Abnormalities in the induction or maintenance of self-tolerance thus lead to immune responses to self antigens and autoimmune diseases. These diseases, such as rheumatoid arthritis, multiple sclerosis and type I diabetes, count among the major medical problems of industrialized societies. Antibodies reactive with self-antigens, like DNA and immunoglobulin, as wells as T cells with reactivity towards self antigens, for example myelin basic protein, are found. Similar to the situation with progressive cancer, in autoimmune disease the antigenic structures (the self antigens) do not disappear. However, instead of a down regulation of the immune response in these diseases, the reactivity continues resulting in destruction of normal tissues. The etiology and immunoregulatory mechanisms of most autoimmune diseases remain unknown.
Therapeutic Possibilities in Cancer
Some malignant tumours, immunogenic tumours, can be recognised by the immune system as non-self and an immune response to these tumours is mounted. When such tumours start to grow progressively the immune control has been lost, but can in about 20 percent of these patients be reactivated by immunostimulatory treatment, e.g. interferon-alpha or interleukin-2.
As mentioned above, tolerance to normal structures is maintained by central eradication of “forbidden clones” and various mechanisms are active in maintaining peripheral tolerance, for example signalling via CTLA4 and regulatory CD4+CD25+ lymphocytes. Therapeutic strategies interfering with these mechanisms might result in some enhancement of anti-tumour reactivity but at the cost of an increased autoimmune reactivity.
Chronic inflammatory reactions in cancer patients often result in a poor response to the immunotherapy. There are some animal and human reports on the importance of the immune status of tumour bearers for response also to chemotherapy or radiotherapy. Immunostimulatory treatment of the dysregulated immune system of cancer patients might be counter-productive. If the immune system in cancer is directed to downregulation of the chronic inflammatory reaction there is a risk that further therapeutic immunostimulation will enhance the immunosuppression and thereby further downregulate the immune reactivity against the tumour cells. The strategy should therefore be to eliminate mediators of immunosuppression before the immune system is stimulated. In the present invention, such immunoregulatory factors are described. Strategies to minimise the pathological production or biological activity of such immunoregulatory factors being immunosuppressive in cancer patients include treatment with enzyme inhibitors, monoclonal antibodies or fragments thereof, synthetic constructs or signal transduction inhibitors.
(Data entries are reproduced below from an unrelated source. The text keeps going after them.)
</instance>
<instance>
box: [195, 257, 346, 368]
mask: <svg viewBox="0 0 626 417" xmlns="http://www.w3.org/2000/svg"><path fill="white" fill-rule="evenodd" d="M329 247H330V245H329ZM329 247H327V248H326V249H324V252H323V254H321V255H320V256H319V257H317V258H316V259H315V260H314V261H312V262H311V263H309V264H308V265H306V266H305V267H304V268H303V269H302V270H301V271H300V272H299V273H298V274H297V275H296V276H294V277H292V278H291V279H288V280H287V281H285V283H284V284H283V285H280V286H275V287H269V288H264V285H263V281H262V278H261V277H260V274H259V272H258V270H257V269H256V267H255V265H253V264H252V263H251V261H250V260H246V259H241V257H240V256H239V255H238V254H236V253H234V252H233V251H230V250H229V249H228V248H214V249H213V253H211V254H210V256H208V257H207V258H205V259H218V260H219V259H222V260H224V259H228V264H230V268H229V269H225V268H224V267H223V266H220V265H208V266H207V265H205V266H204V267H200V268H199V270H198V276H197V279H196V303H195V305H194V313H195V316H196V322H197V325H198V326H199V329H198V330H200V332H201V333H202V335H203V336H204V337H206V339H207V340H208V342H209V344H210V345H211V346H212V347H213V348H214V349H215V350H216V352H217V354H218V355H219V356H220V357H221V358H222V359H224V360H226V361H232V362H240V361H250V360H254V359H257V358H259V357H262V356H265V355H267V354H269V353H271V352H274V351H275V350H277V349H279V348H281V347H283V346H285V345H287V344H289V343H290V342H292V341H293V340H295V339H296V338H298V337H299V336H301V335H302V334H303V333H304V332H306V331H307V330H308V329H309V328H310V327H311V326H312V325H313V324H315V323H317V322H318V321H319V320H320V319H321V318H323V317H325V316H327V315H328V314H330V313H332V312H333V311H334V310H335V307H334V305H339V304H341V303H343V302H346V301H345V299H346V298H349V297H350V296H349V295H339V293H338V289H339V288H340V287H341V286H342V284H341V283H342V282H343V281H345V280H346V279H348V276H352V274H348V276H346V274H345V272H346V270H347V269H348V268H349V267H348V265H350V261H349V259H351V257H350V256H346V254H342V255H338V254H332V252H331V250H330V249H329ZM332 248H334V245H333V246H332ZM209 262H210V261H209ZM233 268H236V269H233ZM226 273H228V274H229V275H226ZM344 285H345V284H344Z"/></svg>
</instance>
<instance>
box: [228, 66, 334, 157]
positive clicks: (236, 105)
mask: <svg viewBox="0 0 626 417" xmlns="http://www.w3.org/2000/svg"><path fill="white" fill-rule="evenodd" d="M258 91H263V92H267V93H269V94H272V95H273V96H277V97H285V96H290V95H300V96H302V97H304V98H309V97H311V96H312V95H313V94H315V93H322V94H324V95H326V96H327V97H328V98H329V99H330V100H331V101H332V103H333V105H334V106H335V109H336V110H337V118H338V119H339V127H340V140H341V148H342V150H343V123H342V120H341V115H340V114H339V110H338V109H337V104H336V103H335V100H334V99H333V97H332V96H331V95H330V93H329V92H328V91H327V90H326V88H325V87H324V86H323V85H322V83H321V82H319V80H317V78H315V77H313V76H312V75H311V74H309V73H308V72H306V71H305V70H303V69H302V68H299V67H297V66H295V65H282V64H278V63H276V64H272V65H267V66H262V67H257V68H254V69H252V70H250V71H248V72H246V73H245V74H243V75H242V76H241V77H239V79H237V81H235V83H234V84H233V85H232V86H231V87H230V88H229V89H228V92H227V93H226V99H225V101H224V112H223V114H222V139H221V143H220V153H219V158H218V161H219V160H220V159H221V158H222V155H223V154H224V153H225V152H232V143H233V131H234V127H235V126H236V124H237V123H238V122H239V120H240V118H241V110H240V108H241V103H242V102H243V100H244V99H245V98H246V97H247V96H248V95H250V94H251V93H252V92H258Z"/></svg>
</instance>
Therapeutic Possibilities in Chronic Inflammatory or Autoimmune Disease
Therapy for autoimmune diseases consists mainly of anti-inflammatory drugs, particular corticosteroids and antibodies directed against inflammatory cytokines. In severe cases, immunosuppressive drugs, such as cyclosporin are used to block T cell activation. Plasmapheresis has also been used to reduce the levels of circulating antibodies or immune complexes. Thus, no therapy directed to the fundamental dysregulatory mechanism is available. The present invention describes factors, the lack of which will result in an uncontrolled activity of an inflammatory process. Administration of these factors to patients with chronic inflammatory or autoimmune disease will be of value to control the over-reactivity in these diseases.